Du point de vue purement médical, l’un des intérêts majeurs accordés à l’hypnose par la médecine moderne est sa capacité à provoquer une insensibilisation d’une partie spécifique du corps du sujet. Elle peut ainsi être employée pour compléter l’effet des sédatifs ou s’y substituer totalement dans certains cas. C'est dans le monde anglo-saxon, dès le XVIIIème siècle, que l'on trouve les précurseurs de l'utilisation de l'hypnose (alors appelée magnétisme animal ou mesmérisme) en anesthésie.
En France, les médecins Eugène Azan et Paul Broca rendirent compte d'une intervention pratiquée sous anesthésie hypnotique devant l’Académie des Sciences, en 1859. En 1860, le chirurgien Alfred Velpeau présenta les travaux d’un autre chercheur dans ce domaine : le médecin James Braid à l'Académie des sciences. Celui-ci définissait l’hypnose comme un « sommeil nerveux ».

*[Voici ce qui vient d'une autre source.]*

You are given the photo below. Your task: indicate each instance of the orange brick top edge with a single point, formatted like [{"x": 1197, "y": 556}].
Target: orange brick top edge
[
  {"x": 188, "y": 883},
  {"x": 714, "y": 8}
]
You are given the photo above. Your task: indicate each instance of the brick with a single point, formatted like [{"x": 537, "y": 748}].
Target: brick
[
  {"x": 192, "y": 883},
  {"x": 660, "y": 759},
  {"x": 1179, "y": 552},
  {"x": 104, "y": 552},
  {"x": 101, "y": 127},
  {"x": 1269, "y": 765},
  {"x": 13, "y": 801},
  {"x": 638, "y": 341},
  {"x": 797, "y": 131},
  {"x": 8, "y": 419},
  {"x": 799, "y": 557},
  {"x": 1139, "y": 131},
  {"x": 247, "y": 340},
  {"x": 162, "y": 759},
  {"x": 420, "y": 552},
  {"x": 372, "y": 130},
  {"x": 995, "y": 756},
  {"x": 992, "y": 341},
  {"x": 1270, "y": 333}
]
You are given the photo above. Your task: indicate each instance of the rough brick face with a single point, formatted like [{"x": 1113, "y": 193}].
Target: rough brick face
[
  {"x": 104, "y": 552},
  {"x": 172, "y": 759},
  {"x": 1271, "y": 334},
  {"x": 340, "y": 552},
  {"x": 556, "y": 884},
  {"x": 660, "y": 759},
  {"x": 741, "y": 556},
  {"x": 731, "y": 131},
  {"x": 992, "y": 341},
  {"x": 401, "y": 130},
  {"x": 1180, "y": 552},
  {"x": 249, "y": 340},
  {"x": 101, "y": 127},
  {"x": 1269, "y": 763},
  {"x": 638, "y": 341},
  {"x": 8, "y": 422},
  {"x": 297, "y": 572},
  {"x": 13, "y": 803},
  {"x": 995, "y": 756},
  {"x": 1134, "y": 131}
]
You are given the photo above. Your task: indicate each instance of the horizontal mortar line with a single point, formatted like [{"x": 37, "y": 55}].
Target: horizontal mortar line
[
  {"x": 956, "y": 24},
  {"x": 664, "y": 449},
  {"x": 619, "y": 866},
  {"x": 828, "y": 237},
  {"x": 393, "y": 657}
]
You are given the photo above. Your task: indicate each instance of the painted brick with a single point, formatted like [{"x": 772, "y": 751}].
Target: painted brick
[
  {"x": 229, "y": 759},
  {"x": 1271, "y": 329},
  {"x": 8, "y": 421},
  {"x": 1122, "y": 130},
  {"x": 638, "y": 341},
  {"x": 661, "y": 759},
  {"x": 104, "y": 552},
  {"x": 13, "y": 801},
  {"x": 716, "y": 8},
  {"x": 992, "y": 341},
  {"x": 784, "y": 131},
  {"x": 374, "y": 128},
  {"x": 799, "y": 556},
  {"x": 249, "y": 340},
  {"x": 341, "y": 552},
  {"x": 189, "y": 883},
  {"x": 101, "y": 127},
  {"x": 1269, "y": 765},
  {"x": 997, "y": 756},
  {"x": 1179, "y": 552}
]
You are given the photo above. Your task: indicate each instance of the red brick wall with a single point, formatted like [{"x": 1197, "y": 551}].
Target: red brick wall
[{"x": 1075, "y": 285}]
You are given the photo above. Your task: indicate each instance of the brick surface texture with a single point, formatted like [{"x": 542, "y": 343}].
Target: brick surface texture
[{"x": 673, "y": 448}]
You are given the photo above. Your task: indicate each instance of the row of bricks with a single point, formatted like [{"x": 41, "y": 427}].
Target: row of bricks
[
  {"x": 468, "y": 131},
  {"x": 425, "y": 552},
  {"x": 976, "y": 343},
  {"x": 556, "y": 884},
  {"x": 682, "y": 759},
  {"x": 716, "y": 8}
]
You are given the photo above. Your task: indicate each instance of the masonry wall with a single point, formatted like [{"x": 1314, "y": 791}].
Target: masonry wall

En Belgique, l’anesthésie par hypnose (hypnosédation) est couramment utilisée aujourd’hui au Centre Hospitalier universitaire de Liège, dans le cadre de l’anesthésie-réanimation et lors d’interventions chirurgicales bénignes. D’ailleurs, la reine Fabiola a été opérée de la thyroïde avec l'aide de cette technique en janvier 2009.